Get-VMHost -Location $cluster | ForEach-Object {
$esxHost = $_
Get-AdvancedSetting -Entity $esxHost -Name "Disk.APDHandlingEnable" |
Set-AdvancedSetting -Value 1 -Confirm:$false
Write-Host "APD handling enabled on $($esxHost.Name)"
}
Resolving PDL
PDL is far more painful because VMs will never self-recover. A colleague of mine once accidentally deleted a LUN on a NetApp during maintenance — 12 VMs dropped into PDL instantly, not one of them bootable. It took nearly 3 hours to recover everything.
Step 1: Identify Affected VMs
# Find VMs affected by PDL
Get-VM | Get-View | Where-Object {
$_.Runtime.ConnectionState -eq "inaccessible" -or
($_.Runtime.PowerState -eq "poweredOn" -and
$_.Runtime.ConnectionState -eq "disconnected")
} | Select-Object Name, @{N="ConnectionState";E={$_.Runtime.ConnectionState}}
Step 2: Force Power Off Hung VMs
VMs in a PDL state cannot be shut down normally. You need to kill them:
# SSH into the ESXi host running the VM
# Find the VM's world ID
esxcli vm process list
# Force kill the VM (replace 12345 with the actual world ID)
esxcli vm process kill --type=force --world-id=12345
# If force doesn't work, use hard kill
esxcli vm process kill --type=hard --world-id=12345
Step 3: Restore Storage and Re-register VMs
After fixing the underlying storage issue (recreating the LUN, remapping, or restoring from a storage array backup snapshot):
# Rescan so ESXi rediscovers the datastore
esxcli storage core adapter rescan --all
# Verify the datastore is accessible
esxcli storage vmfs extent list
# Re-register VMs if they were removed from inventory
$datastore = Get-Datastore "DS-Production-01"

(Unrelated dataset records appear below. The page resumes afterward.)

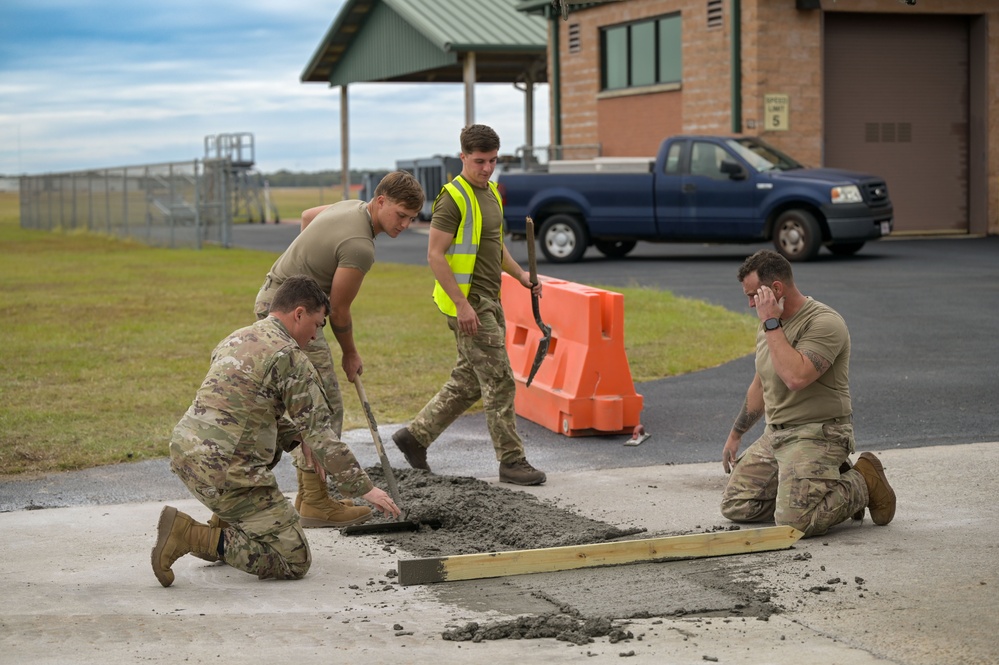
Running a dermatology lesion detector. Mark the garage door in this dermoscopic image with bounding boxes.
[824,13,969,233]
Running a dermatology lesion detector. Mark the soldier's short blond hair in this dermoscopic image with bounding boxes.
[270,275,330,316]
[375,171,425,210]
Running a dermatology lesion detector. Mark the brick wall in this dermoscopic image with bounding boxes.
[549,0,999,234]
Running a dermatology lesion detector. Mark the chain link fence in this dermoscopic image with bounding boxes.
[20,159,238,249]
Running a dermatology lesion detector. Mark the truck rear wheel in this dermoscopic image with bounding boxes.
[593,240,636,259]
[774,210,822,261]
[540,215,590,263]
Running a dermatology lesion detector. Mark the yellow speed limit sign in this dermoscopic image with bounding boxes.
[763,94,791,132]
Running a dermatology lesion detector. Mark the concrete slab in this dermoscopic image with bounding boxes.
[0,443,999,665]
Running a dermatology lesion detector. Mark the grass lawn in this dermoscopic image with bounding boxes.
[0,188,756,475]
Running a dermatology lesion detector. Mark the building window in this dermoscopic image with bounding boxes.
[569,23,580,53]
[708,0,725,28]
[600,14,682,90]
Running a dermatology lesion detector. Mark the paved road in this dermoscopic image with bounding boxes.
[235,220,999,454]
[0,224,999,511]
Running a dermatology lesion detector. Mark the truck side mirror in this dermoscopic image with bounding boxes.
[719,159,746,180]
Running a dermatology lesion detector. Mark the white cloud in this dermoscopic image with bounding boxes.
[0,0,548,174]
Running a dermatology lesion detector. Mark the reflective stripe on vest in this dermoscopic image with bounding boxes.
[434,175,503,316]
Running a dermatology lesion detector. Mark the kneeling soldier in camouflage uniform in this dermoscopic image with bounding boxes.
[152,275,400,586]
[721,249,895,537]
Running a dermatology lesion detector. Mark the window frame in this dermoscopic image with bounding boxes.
[600,12,683,93]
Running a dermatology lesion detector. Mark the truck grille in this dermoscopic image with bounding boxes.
[864,180,888,205]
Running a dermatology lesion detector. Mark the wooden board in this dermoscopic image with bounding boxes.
[398,526,802,586]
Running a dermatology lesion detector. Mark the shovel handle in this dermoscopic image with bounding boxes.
[354,374,400,505]
[527,217,538,284]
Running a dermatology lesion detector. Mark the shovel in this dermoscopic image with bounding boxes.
[340,375,440,536]
[527,217,552,388]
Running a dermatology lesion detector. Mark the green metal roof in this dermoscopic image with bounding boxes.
[301,0,548,85]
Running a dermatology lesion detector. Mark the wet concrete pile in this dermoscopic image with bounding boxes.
[441,614,635,646]
[366,467,645,557]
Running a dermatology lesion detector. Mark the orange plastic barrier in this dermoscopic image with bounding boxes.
[502,273,643,436]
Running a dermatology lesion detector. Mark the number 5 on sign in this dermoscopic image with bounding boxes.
[763,94,791,132]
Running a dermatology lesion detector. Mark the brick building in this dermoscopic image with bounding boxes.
[520,0,999,234]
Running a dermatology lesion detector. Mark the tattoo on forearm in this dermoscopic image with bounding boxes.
[732,401,763,436]
[801,349,829,374]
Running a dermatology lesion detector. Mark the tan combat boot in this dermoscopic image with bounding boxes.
[853,453,895,526]
[151,506,222,586]
[296,471,371,529]
[191,513,229,563]
[500,457,548,485]
[295,467,354,514]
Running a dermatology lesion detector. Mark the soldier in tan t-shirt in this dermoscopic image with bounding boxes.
[721,250,895,536]
[254,171,424,527]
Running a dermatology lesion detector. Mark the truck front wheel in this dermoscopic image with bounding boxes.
[540,215,590,263]
[774,210,822,261]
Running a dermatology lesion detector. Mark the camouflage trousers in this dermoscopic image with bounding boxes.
[409,296,524,462]
[253,275,343,471]
[721,423,868,536]
[180,475,312,580]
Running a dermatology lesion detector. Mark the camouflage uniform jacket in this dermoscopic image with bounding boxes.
[170,317,374,497]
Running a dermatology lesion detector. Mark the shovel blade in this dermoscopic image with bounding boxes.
[527,328,552,388]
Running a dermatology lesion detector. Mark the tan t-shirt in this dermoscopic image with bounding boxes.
[268,201,375,293]
[756,298,853,425]
[430,179,503,300]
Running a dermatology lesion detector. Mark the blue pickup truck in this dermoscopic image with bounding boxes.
[497,136,893,263]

$vmxFiles = Get-ChildItem -Path "vmstore:\datacenter\$($datastore.Name)" -Recurse -Filter "*.vmx"
foreach ($vmx in $vmxFiles) {
$resourcePool = Get-ResourcePool "Resources" -Location (Get-Cluster "Production-Cluster")

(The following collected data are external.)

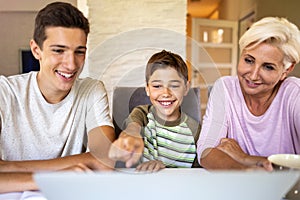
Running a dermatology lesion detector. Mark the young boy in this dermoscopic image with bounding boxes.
[110,50,200,171]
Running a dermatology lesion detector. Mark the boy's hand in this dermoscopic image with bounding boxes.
[136,160,166,172]
[108,132,144,167]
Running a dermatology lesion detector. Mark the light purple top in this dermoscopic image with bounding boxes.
[197,76,300,162]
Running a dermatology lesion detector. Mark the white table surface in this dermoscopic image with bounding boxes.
[0,168,300,200]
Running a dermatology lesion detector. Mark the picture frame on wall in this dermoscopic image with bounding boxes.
[239,10,256,38]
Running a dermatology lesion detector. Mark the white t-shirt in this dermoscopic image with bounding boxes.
[0,72,113,160]
[197,76,300,162]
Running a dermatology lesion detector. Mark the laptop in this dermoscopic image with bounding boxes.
[34,168,300,200]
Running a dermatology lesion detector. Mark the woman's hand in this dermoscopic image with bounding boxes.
[136,160,166,172]
[216,138,273,171]
[217,138,248,163]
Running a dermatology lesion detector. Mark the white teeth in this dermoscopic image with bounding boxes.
[160,101,171,106]
[57,71,74,78]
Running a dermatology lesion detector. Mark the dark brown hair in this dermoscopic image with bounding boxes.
[33,2,90,49]
[146,50,188,84]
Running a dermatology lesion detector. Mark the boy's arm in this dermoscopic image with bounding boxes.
[109,122,144,167]
[0,172,38,193]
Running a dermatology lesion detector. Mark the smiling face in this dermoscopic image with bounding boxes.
[237,43,289,97]
[146,67,189,121]
[30,27,87,103]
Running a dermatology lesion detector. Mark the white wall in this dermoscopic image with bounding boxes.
[0,0,77,75]
[82,0,187,106]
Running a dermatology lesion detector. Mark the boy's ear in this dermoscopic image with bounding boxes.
[30,39,41,60]
[184,81,191,96]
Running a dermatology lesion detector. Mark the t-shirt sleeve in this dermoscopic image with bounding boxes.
[197,79,227,164]
[292,88,300,154]
[123,105,150,129]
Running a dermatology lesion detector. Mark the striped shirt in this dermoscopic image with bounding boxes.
[126,105,200,168]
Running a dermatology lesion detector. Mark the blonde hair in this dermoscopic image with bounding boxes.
[239,17,300,69]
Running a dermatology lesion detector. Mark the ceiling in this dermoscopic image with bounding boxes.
[187,0,222,18]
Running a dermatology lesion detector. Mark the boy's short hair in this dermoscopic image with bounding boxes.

New-VM -VMFilePath $vmx.DatastoreFullPath -ResourcePool $resourcePool
Write-Host "Registered: $($vmx.Name)"
}
Monitoring Script for Early Detection
Getting woken up at 2 AM three times was enough. I wrote this script to run every 5 minutes via Task Scheduler — it sends alerts before an incident has a chance to escalate:
# apd-pdl-monitor.ps1 — run every 5 minutes via Task Scheduler or cron
Connect-VIServer -Server vcenter.company.com -User admin -Password $env:VC_PASS
$alerts = @()
# Check all datastores
Get-Datastore | ForEach-Object {
$ds = $_
if ($ds.State -ne "Available") {
$alerts += "[CRITICAL] Datastore '$($ds.Name)' state: $($ds.State)"
}
# Check host mount status
$ds.ExtensionData.Host | ForEach-Object {
$mountInfo = $_.MountInfo
if (-not $mountInfo.Accessible) {
$alerts += "[CRITICAL] Datastore '$($ds.Name)' inaccessible on host $($_.Key)"
}
}
}
# Check for disconnected VMs
Get-VM | Where-Object {$_.ExtensionData.Runtime.ConnectionState -eq "inaccessible"} | ForEach-Object {
$alerts += "[WARNING] VM '$($_.Name)' is inaccessible — possible APD/PDL"
}
if ($alerts.Count -gt 0) {
$body = $alerts -join "`n"
# Send email or Slack/Teams webhook
Send-MailMessage -To "[email protected]" -Subject "vSphere Storage Alert" -Body $body -SmtpServer "smtp.company.com"
Write-Host $body
}
Disconnect-VIServer -Confirm:$false
Lessons from Late-Night Incidents
After going through those situations, I’ve distilled four things to do immediately when storage starts acting up:
- Don’t restart the ESXi host right away — it’s a natural reflex, but the wrong one. Restarting a host with running VMs risks additional data loss.
- Read vmkernel.log first — 5 minutes reading logs saves 2 hours of blind troubleshooting.
- Distinguish APD from PDL before taking action — APD can resolve itself, PDL cannot. Waiting in the wrong place is wasted time.
- Configure HA/APD response in vSphere HA — go to Cluster Settings → vSphere HA → Advanced Options, set
das.config.fdm.apd.timeoutto your needs so HA handles incidents automatically while you’re asleep.
And the most fundamental thing: multipath must be configured correctly from the start. A single-path LUN is APD waiting to happen. You need a minimum of 2 independent paths — ideally 4 (2 HBAs × 2 fabrics).